= Yeb Saño =

Filipino former chief climate negotiator, climate justice advocate

Naderev "Yeb" Madla Saño (born 1974) is a Filipino environmentalist, climate diplomat, and climate justice activist. He gained international prominence as the chief negotiator for the Philippines in the United Nations Framework Convention on Climate Change (UNFCCC), where his emotional pleas and advocacy for a "loss and damage" mechanism during UN climate summits captured global attention. In 2013, he was named one of the "Ten People Who Mattered in Science" by the journal Nature for his high-profile efforts to demand global action on climate change.

== Early Career and Government Service==

Before entering government service, Saño spent many years as a community organizer in the Philippines' countryside, working with climate vulnerable communities. He worked extensively on disaster risk reduction and climate adaptation projects. He later joined the Philippine government, serving as a pioneer Commissioner for the Climate Change Commission and the country's chief climate negotiator.

== UNFCCC Climate Negotiations ==

Saño's tenure as a climate negotiator was marked by his passionate advocacy for vulnerable nations experiencing the immediate impacts of extreme weather events. He was responsible for negotiating on the issues on climate finance, mitigation, loss and damage, and just transition.

== COP18 (Doha)==

At the 2012 UN Climate Change Conference (COP18) in Doha, Qatar, Saño first drew international media attention.
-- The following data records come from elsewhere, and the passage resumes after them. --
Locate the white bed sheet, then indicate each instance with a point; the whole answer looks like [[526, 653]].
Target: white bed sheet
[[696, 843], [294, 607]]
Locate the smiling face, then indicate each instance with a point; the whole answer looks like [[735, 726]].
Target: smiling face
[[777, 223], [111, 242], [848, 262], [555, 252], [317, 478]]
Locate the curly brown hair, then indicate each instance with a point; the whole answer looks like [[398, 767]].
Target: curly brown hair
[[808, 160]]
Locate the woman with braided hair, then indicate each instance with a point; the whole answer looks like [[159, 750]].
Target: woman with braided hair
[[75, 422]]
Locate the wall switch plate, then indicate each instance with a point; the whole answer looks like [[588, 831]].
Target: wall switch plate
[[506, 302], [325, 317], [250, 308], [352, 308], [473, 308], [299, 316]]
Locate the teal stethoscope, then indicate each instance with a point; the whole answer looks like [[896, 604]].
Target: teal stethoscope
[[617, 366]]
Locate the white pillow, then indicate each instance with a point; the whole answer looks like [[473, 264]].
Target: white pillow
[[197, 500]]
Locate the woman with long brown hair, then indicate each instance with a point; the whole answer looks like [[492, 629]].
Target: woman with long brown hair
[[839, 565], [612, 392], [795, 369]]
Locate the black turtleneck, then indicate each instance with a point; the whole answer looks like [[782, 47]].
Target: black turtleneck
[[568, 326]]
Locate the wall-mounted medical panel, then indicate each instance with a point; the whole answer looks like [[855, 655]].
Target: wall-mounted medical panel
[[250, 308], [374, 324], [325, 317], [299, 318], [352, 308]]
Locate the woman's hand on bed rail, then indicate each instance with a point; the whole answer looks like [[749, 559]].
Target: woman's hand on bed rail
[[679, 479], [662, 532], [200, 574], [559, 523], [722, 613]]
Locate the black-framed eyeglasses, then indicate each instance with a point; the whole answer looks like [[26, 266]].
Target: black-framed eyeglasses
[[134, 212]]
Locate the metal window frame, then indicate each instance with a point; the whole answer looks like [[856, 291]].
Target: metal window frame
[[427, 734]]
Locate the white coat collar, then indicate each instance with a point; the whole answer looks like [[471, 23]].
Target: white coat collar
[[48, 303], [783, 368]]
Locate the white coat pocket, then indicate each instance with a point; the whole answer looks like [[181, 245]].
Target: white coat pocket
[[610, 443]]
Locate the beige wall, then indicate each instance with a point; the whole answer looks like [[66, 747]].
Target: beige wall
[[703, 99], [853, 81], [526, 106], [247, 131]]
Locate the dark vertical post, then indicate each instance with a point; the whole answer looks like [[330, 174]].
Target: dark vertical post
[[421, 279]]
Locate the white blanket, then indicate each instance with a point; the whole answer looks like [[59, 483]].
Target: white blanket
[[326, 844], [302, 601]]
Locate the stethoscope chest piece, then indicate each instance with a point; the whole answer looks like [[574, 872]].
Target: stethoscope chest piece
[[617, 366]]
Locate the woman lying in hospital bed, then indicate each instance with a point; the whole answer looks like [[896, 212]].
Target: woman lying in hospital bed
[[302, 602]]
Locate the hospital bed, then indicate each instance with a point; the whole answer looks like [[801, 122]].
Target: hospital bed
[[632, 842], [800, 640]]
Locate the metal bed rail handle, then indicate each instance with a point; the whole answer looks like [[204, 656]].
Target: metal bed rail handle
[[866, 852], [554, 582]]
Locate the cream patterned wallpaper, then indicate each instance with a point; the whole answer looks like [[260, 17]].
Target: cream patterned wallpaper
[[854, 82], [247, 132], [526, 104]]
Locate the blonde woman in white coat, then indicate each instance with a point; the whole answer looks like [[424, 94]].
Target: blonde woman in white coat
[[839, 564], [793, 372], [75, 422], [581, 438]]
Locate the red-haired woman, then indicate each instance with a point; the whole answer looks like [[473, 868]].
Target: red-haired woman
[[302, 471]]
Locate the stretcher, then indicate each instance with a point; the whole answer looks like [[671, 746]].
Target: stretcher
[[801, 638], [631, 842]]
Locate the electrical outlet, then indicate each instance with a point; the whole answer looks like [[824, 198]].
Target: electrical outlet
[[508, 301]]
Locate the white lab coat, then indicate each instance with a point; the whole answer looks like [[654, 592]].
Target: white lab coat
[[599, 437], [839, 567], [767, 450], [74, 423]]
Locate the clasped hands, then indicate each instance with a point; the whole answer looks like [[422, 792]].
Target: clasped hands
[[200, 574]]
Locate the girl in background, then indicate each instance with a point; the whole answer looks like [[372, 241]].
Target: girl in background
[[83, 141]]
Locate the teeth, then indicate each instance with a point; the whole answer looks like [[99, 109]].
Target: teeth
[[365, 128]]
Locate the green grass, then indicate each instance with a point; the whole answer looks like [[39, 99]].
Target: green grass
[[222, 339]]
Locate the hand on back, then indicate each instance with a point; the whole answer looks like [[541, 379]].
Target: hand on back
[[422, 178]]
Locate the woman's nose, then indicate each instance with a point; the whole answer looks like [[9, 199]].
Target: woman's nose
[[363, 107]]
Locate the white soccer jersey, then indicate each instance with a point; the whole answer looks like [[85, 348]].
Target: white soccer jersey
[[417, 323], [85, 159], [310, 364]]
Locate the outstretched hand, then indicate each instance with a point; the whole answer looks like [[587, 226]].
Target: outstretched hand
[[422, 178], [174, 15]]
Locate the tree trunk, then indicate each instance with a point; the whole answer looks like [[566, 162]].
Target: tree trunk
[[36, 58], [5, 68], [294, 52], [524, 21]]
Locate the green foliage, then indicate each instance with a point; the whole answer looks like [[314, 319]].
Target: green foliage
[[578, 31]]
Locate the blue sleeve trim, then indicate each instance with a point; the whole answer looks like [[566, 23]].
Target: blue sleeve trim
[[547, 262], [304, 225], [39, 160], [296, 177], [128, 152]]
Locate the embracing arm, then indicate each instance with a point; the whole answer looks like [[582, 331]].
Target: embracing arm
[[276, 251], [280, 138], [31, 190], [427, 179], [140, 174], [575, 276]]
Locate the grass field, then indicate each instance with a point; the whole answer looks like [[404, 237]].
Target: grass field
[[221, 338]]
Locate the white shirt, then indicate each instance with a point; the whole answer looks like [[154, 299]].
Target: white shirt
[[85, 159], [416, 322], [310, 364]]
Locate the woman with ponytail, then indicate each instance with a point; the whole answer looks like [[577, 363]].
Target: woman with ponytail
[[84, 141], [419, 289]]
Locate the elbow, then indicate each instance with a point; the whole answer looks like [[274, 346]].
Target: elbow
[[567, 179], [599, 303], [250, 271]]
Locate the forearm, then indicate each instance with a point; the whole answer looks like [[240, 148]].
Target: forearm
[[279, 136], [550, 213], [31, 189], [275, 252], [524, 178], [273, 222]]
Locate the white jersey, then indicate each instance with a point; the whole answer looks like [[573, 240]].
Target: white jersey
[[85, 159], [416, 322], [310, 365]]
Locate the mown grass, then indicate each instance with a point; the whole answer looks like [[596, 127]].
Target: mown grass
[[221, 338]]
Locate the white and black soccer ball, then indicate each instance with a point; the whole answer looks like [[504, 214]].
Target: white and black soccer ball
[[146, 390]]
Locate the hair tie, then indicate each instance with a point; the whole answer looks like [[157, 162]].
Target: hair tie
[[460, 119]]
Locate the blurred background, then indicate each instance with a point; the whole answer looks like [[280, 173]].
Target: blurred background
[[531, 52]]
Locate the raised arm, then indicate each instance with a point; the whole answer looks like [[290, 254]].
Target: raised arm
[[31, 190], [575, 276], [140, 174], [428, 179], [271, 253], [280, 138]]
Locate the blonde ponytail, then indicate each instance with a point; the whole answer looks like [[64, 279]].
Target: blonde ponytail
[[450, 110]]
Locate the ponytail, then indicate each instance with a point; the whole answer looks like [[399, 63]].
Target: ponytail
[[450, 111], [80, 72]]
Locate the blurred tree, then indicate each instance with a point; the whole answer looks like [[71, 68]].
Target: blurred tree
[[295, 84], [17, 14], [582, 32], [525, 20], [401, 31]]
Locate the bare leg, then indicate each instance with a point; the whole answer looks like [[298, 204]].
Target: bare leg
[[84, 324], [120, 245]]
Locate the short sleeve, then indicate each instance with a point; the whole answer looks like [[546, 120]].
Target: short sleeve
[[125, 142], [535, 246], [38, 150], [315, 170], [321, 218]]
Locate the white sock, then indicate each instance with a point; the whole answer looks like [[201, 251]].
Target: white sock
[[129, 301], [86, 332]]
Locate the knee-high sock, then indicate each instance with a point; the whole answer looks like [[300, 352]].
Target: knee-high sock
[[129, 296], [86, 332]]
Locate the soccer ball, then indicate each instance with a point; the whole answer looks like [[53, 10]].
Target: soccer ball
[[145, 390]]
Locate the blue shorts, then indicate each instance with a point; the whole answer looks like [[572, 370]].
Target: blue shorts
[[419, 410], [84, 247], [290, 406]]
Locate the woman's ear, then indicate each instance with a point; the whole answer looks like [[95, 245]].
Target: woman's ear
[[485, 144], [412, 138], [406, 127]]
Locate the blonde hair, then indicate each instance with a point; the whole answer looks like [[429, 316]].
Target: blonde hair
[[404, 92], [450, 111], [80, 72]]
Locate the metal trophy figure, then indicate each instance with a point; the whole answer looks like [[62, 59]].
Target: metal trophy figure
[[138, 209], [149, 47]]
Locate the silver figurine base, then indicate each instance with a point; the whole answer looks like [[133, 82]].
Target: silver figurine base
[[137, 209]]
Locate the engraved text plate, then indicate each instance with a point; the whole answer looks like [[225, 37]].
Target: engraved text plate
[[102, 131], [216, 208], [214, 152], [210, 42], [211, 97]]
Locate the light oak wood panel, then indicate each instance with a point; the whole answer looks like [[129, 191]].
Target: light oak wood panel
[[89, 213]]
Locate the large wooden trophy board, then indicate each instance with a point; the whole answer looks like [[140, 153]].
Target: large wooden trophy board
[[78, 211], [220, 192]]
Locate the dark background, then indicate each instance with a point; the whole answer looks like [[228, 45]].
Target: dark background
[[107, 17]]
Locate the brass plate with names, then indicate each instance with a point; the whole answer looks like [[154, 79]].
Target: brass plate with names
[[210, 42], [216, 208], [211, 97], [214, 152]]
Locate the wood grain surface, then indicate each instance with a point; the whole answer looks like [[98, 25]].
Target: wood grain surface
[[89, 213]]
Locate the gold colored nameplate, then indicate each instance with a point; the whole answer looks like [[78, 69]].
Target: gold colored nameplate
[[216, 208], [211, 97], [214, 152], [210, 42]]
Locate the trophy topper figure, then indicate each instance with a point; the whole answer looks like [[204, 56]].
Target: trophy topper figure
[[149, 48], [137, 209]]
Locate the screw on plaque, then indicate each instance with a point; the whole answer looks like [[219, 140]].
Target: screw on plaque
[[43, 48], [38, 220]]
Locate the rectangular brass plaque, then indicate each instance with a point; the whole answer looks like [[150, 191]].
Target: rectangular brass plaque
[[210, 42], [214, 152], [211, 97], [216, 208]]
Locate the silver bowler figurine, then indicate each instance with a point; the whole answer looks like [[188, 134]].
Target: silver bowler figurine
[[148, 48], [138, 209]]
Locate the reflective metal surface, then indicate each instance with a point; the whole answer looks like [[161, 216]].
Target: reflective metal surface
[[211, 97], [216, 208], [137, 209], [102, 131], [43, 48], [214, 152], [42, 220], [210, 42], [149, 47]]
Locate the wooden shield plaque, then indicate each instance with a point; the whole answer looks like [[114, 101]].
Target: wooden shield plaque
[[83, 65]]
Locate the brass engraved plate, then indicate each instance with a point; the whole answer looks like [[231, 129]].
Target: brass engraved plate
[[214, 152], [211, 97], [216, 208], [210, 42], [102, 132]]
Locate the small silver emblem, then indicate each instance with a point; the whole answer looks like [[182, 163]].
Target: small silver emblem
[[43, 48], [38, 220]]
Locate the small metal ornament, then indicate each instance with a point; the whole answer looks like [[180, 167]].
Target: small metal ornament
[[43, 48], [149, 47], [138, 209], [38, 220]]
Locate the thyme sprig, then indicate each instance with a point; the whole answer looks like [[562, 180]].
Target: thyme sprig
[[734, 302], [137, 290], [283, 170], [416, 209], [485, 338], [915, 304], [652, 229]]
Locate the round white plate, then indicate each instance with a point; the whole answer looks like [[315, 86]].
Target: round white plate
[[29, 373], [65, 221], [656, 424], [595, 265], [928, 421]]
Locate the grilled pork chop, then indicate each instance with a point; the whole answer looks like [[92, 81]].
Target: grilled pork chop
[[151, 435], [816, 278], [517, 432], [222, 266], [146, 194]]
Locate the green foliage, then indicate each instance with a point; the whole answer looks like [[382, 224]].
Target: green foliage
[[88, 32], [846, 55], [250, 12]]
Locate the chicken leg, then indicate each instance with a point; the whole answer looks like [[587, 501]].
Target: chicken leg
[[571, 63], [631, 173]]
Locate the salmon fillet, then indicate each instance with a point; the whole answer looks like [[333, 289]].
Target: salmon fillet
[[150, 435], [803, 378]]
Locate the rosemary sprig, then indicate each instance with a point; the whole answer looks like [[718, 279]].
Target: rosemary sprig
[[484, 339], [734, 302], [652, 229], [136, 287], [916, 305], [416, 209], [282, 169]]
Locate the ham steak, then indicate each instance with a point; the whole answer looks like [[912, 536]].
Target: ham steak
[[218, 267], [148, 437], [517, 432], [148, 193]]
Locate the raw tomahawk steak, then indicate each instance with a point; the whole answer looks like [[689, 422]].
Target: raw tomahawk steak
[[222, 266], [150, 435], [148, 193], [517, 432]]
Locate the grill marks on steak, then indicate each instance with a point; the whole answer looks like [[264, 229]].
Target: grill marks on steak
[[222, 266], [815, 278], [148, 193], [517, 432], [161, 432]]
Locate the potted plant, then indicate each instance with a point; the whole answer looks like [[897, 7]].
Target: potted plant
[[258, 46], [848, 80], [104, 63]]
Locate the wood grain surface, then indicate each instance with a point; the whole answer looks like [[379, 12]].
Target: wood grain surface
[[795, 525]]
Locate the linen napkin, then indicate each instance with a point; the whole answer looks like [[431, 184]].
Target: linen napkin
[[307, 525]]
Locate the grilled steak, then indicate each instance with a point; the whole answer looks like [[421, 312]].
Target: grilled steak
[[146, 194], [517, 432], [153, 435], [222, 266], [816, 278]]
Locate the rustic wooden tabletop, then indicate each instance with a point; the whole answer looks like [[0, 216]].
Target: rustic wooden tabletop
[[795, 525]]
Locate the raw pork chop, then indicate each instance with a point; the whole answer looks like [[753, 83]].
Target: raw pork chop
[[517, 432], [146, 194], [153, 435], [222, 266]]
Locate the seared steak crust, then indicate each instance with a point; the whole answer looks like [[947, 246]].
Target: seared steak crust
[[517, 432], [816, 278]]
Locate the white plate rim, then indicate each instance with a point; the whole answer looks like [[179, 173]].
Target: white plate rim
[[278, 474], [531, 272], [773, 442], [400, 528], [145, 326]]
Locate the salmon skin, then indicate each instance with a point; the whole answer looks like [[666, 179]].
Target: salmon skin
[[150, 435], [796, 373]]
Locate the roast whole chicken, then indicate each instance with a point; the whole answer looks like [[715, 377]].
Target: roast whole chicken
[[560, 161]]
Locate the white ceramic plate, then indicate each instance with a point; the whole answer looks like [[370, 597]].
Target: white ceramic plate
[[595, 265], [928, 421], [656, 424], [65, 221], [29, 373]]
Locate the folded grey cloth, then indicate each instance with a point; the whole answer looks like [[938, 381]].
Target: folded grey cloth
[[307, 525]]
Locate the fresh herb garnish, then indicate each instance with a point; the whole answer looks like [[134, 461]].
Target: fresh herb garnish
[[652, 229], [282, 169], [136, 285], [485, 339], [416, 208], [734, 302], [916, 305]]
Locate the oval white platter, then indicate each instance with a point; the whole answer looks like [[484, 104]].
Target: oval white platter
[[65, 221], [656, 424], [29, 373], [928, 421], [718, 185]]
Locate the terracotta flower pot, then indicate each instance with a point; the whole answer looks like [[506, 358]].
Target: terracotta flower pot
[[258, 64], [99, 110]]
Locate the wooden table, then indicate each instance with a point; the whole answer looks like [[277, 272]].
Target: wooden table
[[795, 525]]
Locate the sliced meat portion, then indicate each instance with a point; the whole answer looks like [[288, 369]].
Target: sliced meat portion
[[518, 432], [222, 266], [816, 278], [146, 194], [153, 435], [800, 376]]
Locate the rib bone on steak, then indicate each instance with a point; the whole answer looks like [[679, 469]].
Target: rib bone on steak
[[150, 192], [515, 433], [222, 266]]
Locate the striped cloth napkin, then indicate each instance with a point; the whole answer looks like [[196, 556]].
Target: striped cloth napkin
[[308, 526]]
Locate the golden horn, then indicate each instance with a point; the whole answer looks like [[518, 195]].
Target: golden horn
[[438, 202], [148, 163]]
As Typhoon Bopha (locally known as Pablo) wreaked havoc on the southern Philippines, an emotional Saño addressed the plenary in tears, pleading with delegates to take meaningful action to halt global warming and prevent future disasters.

== COP19 (Warsaw) and the 14-Day Fast ==

One year later, immediately before the 2013 COP19 summit in Warsaw, Poland, the Philippines was struck by Super Typhoon Haiyan (Yolanda), one of the most powerful tropical cyclones ever recorded. Saño delivered a landmark speech to the UN plenary that moved many delegates to tears. He challenged climate change deniers and declared, "It is time to stop this madness. Right here in Warsaw".
In solidarity with the victims of the typhoon, Saño announced a voluntary hunger strike, fasting for 14 days until "meaningful outcomes" were reached, particularly regarding climate finance and the institutionalization of the loss and damage mechanism. His protest catalyzed the "Fast for the Climate" movement, leading global civil society members to fast in solidarity with the Philippines and demand political sanity amidst global inaction.

== Exclusion from Lima COP20 and Glasgow COP26 Absence ==

Despite his global profile, Saño's outspoken stance made him a polarizing figure in diplomatic circles. In December 2014, he was controversially dropped from the Philippine delegation for the COP20 talks in Lima, Peru. Years later, he was notably absent from the COP26 summit in Glasgow in 2021, citing the deep inequities of the COVID-19 pandemic and vaccine distribution that physically excluded many Global South activists from participating.

== Activism and The People's Pilgrimage ==

In April 2015, Saño officially resigned from his position as a climate negotiator to transition fully into civil society advocacy. He became known for leading long-distance "climate walks" to raise awareness. In 2014, together with other climate advocates, he completed a 1,000-kilometer walk from Kilometer Zero in Manila to "Ground Zero" in Tacloban to commemorate the anniversary of Typhoon Haiyan. In 2015, he spearheaded The People's Pilgrimage, a massive 1,500-kilometer trek from Rome to Paris ahead of the signing of the Paris Agreement at COP21. In 2018, he led the Climate Pilgrimage covering six countries from Rome, Italy to Katowice, Poland.

== Leadership Roles ==

Saño has held several prominent leadership positions in the international environmental sector:
Greenpeace Southeast Asia - He was appointed Executive Director, where he led regional campaigns focusing on climate justice, plastic pollution, and holding fossil fuel companies accountable.
Laudato Si' Movement - Saño serves as a founding member and Chair of the Board of the global Catholic movement for ecological justice. On October 1, 2025, he notably served as a keynote speaker and opened the "Raising Hope on Climate Change" Conference in Castel Gandolfo, an event headlined by Pope Leo XIV.
Human Rights and Climate Justice - Saño's advocacy has been heavily cited in human rights circles, including submissions to the Commission on Human Rights of the Philippines' landmark National Inquiry on Climate Change (NICC).

== In Media and Academia ==

Saño's climate diplomacy and activism have been the subject of academic analysis regarding the emotional dimensions of climate diplomacy. He has written forewords for environmental literature [13], and his advocacy has been featured in various documentary films and video features.